De Novo Variants in DENND5B Cause a Neurodevelopmental Disorder

Authors

Marcello Scala
Valeria Tomati
Matteo Ferla
Mariateresa Lena
Julie S Cohen
Ali Fatemi
Elly Brokamp
Anna Bican
John A Phillips
Mary E Koziura
Michael Nicouleau
Marlene Rio
Karine Siquier
Nathalie Boddaert
Ilaria Musante
Serena Tamburro
Simona Baldassari
Michele Iacomino
Paolo Scudieri
Undiagnosed Diseases Network
Jill A Rosenfeld
Gary Bellus
Sara Reed
Hind Al Saif
Rossana Sanchez Russo
Matthew B Walsh
Vincent Cantagrel
Amy Crunk
Stefano Gustincich
Sarah M Ruggiero
Mark P Fitzgerald
Ingo Helbig
Pasquale Striano
Mariasavina Severino
Vincenzo Salpietro
Nicoletta Pedemonte
Federico Zara

Publication Date

3-7-2024

Journal

American Journal of Human Genetics

DOI

10.1016/j.ajhg.2024.02.001

PMID

38387458

PMCID

PMC10940048

PubMedCentral® Posted Date

2-21-2024

PubMedCentral® Full Text Version

Post-print

Published Open-Access

yes

Keywords

Humans, Neurodevelopmental Disorders, Brain, Epilepsy, Guanine Nucleotide Exchange Factors, Lipids, Intellectual Disability, rab GTP-Binding Proteins, DENND5B, guanine nucleotide exchange factors, Rab GPTases, cell homeostasis, neurodevelopmental disorder, intellectual disability, epilepsy, membrane trafficking, lipid uptake and distribution

Abstract

The Rab family of guanosine triphosphatases (GTPases) includes key regulators of intracellular transport and membrane trafficking targeting specific steps in exocytic, endocytic, and recycling pathways.

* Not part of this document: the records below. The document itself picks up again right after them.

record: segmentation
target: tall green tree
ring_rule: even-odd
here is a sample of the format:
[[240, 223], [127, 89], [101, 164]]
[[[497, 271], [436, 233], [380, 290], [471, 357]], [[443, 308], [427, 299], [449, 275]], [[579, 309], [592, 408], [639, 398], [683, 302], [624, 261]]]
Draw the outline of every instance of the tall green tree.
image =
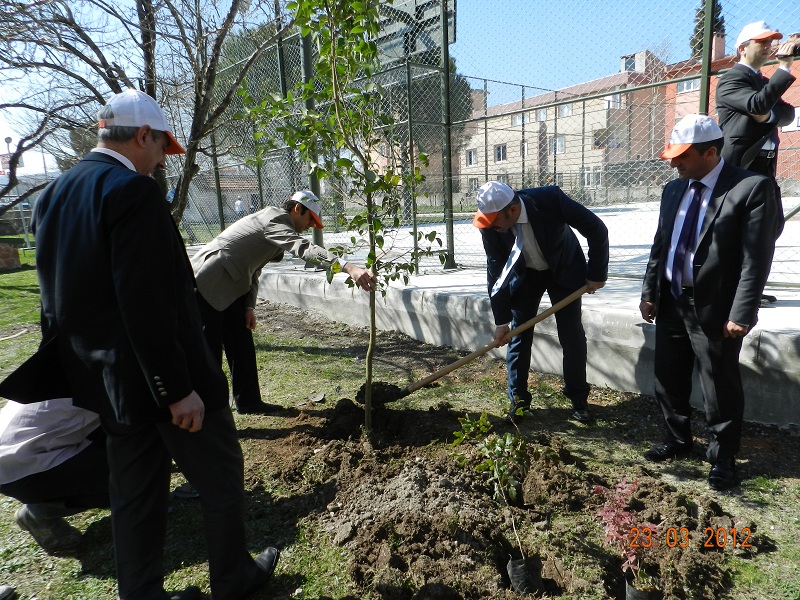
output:
[[[422, 254], [431, 254], [441, 240], [432, 231], [418, 233], [410, 251], [389, 253], [400, 226], [403, 192], [421, 179], [419, 167], [398, 171], [383, 160], [381, 148], [392, 141], [394, 120], [382, 110], [383, 94], [375, 81], [379, 69], [374, 40], [379, 28], [378, 0], [303, 0], [290, 2], [301, 34], [313, 48], [313, 80], [285, 96], [243, 95], [249, 117], [257, 124], [257, 146], [277, 131], [282, 141], [310, 165], [310, 173], [335, 182], [355, 215], [339, 218], [353, 233], [351, 246], [337, 252], [366, 250], [366, 267], [378, 277], [382, 294], [391, 281], [407, 282]], [[424, 163], [424, 156], [417, 157]], [[334, 270], [328, 273], [331, 281]], [[352, 281], [348, 280], [350, 285]], [[370, 336], [366, 355], [365, 429], [372, 430], [372, 369], [376, 350], [375, 292], [369, 298]]]
[[[725, 17], [722, 16], [722, 5], [719, 0], [712, 1], [714, 35], [725, 35]], [[694, 12], [694, 31], [689, 40], [691, 57], [699, 59], [703, 56], [703, 32], [705, 31], [706, 3], [700, 0], [700, 7]]]

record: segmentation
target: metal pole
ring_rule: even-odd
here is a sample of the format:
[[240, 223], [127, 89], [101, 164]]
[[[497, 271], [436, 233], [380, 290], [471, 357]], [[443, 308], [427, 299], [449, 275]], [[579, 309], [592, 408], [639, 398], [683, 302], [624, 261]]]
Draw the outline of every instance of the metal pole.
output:
[[[522, 106], [521, 106], [521, 108], [525, 108], [525, 86], [523, 85], [521, 89], [522, 89]], [[529, 114], [529, 113], [525, 113], [524, 112], [524, 113], [522, 113], [520, 115], [520, 119], [522, 119], [522, 142], [520, 142], [520, 146], [519, 146], [519, 153], [520, 153], [521, 158], [522, 158], [522, 173], [521, 173], [522, 176], [520, 177], [520, 181], [522, 183], [522, 187], [523, 188], [528, 187], [527, 185], [525, 185], [525, 154], [526, 154], [526, 150], [527, 150], [527, 145], [526, 145], [527, 142], [525, 141], [525, 115], [527, 115], [527, 114]]]
[[[303, 46], [303, 60], [302, 60], [302, 63], [303, 63], [303, 83], [310, 83], [314, 79], [314, 68], [313, 68], [313, 64], [312, 64], [312, 61], [311, 61], [311, 56], [312, 56], [312, 54], [311, 54], [311, 39], [307, 35], [304, 35], [301, 38], [300, 41], [301, 41], [301, 44]], [[315, 104], [314, 104], [314, 98], [313, 97], [309, 97], [306, 100], [306, 109], [308, 109], [309, 111], [312, 111], [312, 112], [314, 111]], [[313, 160], [314, 163], [317, 162], [317, 154], [316, 154], [316, 152], [311, 154], [311, 160]], [[314, 174], [314, 173], [309, 173], [308, 174], [308, 186], [311, 188], [311, 191], [314, 192], [314, 194], [317, 196], [317, 198], [322, 196], [322, 192], [320, 191], [320, 186], [319, 186], [319, 178], [316, 176], [316, 174]], [[322, 246], [322, 244], [323, 244], [323, 241], [322, 241], [322, 230], [321, 229], [317, 229], [316, 227], [312, 227], [311, 228], [311, 239], [314, 241], [314, 243], [317, 246]], [[307, 263], [306, 267], [317, 268], [317, 265], [314, 265], [313, 263]]]
[[[281, 27], [282, 23], [281, 23], [280, 0], [275, 0], [275, 30], [280, 31]], [[281, 96], [286, 98], [286, 94], [289, 91], [289, 86], [286, 83], [286, 65], [285, 61], [283, 60], [283, 43], [280, 37], [278, 38], [278, 41], [275, 44], [275, 48], [277, 51], [276, 58], [278, 62], [278, 85], [281, 88]], [[286, 162], [289, 166], [289, 179], [290, 179], [289, 187], [292, 188], [291, 190], [289, 190], [289, 194], [291, 195], [292, 192], [294, 192], [298, 187], [300, 187], [300, 182], [297, 177], [297, 169], [295, 168], [294, 165], [294, 153], [292, 152], [291, 148], [286, 148]]]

DENND5B (Rab6-interacting Protein 1B-like protein, R6IP1B) is the longest isoform of DENND5, an evolutionarily conserved DENN domain-containing guanine nucleotide exchange factor (GEF) that is highly expressed in the brain. Through exome sequencing and international matchmaking platforms, we identified five de novo variants in DENND5B in a cohort of five unrelated individuals with neurodevelopmental phenotypes featuring cognitive impairment, dysmorphism, abnormal behavior, variable epilepsy, white matter abnormalities, and cortical gyration defects. We used biochemical assays and confocal microscopy to assess the impact of DENND5B variants on protein accumulation and distribution. Then, exploiting fluorescent lipid cargoes coupled to high-content imaging and analysis in living cells, we investigated whether DENND5B variants affected the dynamics of vesicle-mediated intracellular transport of specific cargoes. We further generated an in silico model to investigate the consequences of DENND5B variants on the DENND5B-RAB39A interaction. Biochemical analysis showed decreased protein levels of DENND5B mutants in various cell types. Functional investigation of DENND5B variants revealed defective intracellular vesicle trafficking, with significant impairment of lipid uptake and distribution. Although none of the variants affected the DENND5B-RAB39A interface, all were predicted to disrupt protein folding. Overall, our findings indicate that DENND5B variants perturb intracellular membrane trafficking pathways and cause a complex neurodevelopmental syndrome with variable epilepsy and white matter involvement.